Weekend Reading: Intellectual Humility, Scoping, and Gboard
🛤 Missing the Light at the End of the Tunnel
Honest postmortems are insightful to get the inside backstory on what happened behind the scenes with a company. In this one, Jason Crawford goes into what went wrong with Fieldbook before they shut it down and were acquired by Flexport a couple years ago:
Now, with a year to digest, I think this is true and was a core mistake. I vastly underestimated the resources it was going to take—in time, effort and money—to build a launchable product in the space.
In the 8 years since we launched the first version of Fulcrum, we’ve had (fortunately) smaller versions of this experience over and over. Each new major overhaul, large feature, or product business model change we’ve undertaken has probably cost us twice the time we initially expected it to. Scoping is a science itself that everyone has to learn.
In Jeff Bezos’s 2018 letter to Amazon shareholders, he discusses the topic of high standards: how to have them and how to get your team to have them. (As a side note, if you don’t read Bezos’s shareholder letters, you’re missing out. Even if you’ve already read all the business and startup advice in the world, you will find new and keen insights there.)
Bezos makes a few interesting points, but I’ll focus on one: To have high standards in practice, you need realistic expectations about the scope of effort required.
As a simple example, he mentions learning to do a handstand. Some people think they should be able to learn a handstand in two weeks; in reality, it takes six months. If you go in thinking it will take two weeks, not only do you not learn it in two weeks, you also don’t learn it in six months—you learn it never, because you get discouraged and quit. Bezos says a similar thing applies to the famous six-page memos that substitute for slide decks at Amazon (the ones that are read silently in meetings). Some people expect they can write a good memo the night before the meeting; in reality, you have to start a week before, in order to allow time for drafting, feedback, and editing.

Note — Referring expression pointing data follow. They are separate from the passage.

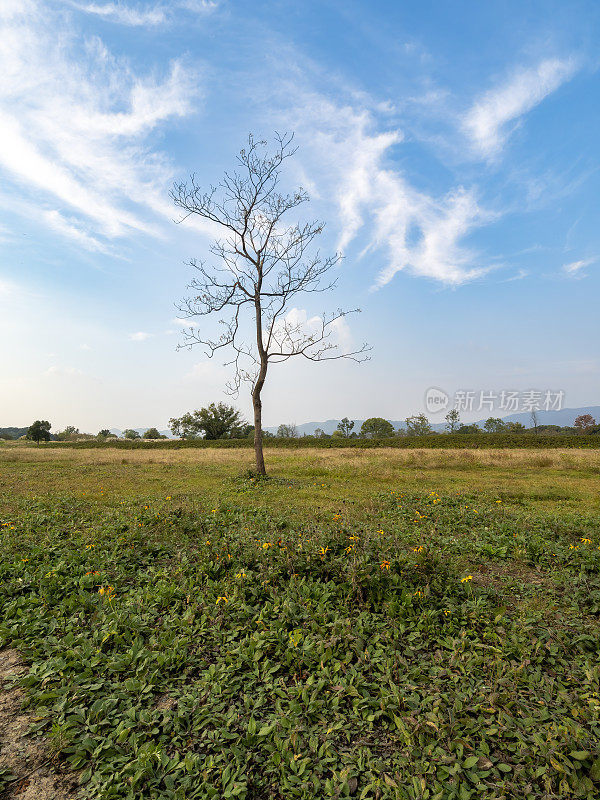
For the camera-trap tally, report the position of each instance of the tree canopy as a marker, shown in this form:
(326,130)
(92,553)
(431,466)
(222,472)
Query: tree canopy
(376,428)
(39,431)
(215,421)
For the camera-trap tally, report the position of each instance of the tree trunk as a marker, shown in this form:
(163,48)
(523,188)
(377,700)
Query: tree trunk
(260,379)
(257,403)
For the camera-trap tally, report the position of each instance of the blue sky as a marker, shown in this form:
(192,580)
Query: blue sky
(451,148)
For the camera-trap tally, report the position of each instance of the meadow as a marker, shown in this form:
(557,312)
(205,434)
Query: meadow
(416,624)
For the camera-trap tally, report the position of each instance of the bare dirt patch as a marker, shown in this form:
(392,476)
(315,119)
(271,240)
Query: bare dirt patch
(33,773)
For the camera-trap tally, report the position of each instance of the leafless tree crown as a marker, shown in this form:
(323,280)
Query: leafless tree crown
(262,263)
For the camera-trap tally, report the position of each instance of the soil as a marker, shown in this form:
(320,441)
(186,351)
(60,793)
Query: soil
(34,773)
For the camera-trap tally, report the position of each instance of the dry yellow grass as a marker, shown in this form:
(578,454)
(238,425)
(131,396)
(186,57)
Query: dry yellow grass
(319,480)
(331,458)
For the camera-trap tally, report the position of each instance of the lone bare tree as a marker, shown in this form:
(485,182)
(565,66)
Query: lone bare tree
(264,262)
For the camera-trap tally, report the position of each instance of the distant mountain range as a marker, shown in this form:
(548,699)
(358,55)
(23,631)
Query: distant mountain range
(564,417)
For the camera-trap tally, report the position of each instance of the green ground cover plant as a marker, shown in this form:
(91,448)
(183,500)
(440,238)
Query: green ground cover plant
(221,642)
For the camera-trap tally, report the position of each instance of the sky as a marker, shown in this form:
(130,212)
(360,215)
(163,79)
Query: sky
(450,148)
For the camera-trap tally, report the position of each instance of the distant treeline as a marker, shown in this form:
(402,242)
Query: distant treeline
(440,441)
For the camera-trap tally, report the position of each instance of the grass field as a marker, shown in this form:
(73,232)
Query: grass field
(370,623)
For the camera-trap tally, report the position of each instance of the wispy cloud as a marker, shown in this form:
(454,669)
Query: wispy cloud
(76,125)
(575,268)
(522,273)
(418,232)
(487,122)
(146,16)
(71,230)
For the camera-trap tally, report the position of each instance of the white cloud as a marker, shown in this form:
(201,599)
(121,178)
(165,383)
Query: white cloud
(574,269)
(418,232)
(135,15)
(70,229)
(211,372)
(62,372)
(76,123)
(487,123)
(522,273)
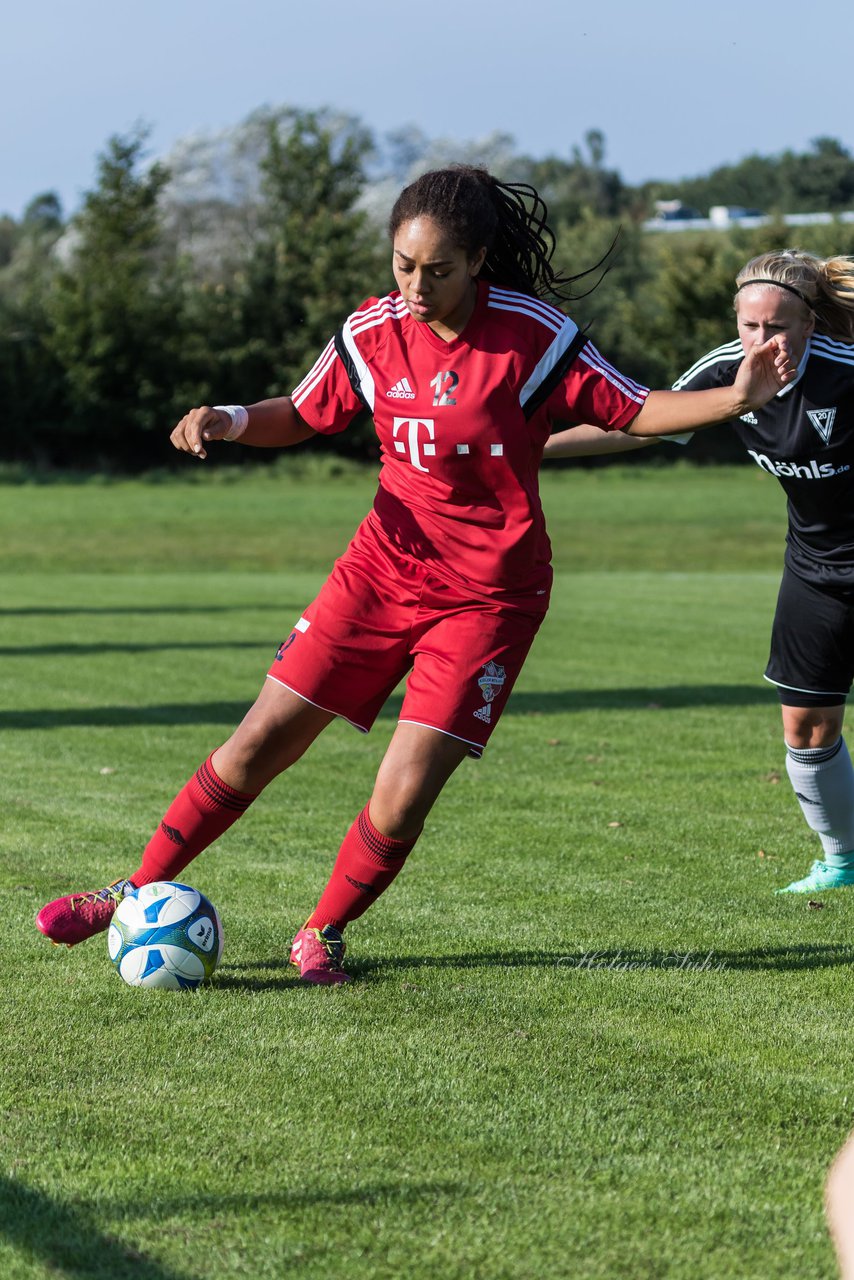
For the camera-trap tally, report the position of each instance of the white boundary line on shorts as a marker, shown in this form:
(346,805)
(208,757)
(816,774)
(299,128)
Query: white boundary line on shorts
(478,746)
(319,705)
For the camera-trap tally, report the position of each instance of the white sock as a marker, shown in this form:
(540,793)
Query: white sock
(823,782)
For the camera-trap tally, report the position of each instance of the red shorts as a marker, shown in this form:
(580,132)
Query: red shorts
(382,615)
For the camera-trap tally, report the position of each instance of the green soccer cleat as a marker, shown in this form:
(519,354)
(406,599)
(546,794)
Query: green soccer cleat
(821,877)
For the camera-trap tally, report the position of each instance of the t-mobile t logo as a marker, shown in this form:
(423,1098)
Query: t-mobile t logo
(416,438)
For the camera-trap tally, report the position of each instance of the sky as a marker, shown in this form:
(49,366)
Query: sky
(677,87)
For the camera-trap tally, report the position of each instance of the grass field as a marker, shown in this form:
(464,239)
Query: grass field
(584,1040)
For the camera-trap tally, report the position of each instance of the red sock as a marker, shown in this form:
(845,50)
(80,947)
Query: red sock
(204,808)
(366,864)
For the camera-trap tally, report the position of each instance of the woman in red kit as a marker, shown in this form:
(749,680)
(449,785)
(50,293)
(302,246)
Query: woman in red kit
(465,368)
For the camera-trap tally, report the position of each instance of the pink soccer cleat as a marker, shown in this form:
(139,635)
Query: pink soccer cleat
(81,915)
(318,955)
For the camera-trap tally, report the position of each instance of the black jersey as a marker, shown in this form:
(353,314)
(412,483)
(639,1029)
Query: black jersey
(804,437)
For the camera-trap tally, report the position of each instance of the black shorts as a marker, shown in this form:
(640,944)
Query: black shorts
(812,643)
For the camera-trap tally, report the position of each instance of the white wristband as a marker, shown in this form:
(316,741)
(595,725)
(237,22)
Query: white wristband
(240,420)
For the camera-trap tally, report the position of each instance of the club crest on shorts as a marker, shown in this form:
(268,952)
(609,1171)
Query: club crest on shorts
(489,682)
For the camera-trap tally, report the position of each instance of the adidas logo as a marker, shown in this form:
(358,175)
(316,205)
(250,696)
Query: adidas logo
(401,391)
(172,833)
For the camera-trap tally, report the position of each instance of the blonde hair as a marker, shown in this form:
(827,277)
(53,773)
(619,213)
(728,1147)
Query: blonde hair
(825,284)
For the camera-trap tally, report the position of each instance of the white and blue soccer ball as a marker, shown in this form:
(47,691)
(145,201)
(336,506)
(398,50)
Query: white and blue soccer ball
(165,935)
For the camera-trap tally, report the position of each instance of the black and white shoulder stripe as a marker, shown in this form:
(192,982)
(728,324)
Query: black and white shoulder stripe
(724,355)
(830,348)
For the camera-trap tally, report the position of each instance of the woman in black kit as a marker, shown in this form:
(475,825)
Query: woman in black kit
(804,437)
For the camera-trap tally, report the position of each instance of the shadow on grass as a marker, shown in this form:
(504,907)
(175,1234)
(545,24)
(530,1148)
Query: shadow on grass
(68,611)
(68,1240)
(549,703)
(261,976)
(88,650)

🏛 Ten Ways to Defuse Political Arrogance
David Blankenhorn calls for a return of intellectual humility in public discourse.
At the personal level, intellectual humility counterbalances narcissism, self-centeredness, pridefulness, and the need to dominate others. Conversely, intellectual humility seems to correlate positively with empathy, responsiveness to reasons, the ability to acknowledge what one owes (including intellectually) to others, and the moral capacity for equal regard of others. Arguably its ultimate fruit is a more accurate understanding of oneself and one’s capacities. Intellectual humility also appears frequently to correlate positively with successful leadership (due especially to the link between intellectual humility and trustworthiness) and with rightly earned self-confidence.
⌨️ The Machine Intelligence Behind Gboard
A fun technical overview of how the Google team is using predictive machine learning models to make typing on mobile devices more efficient.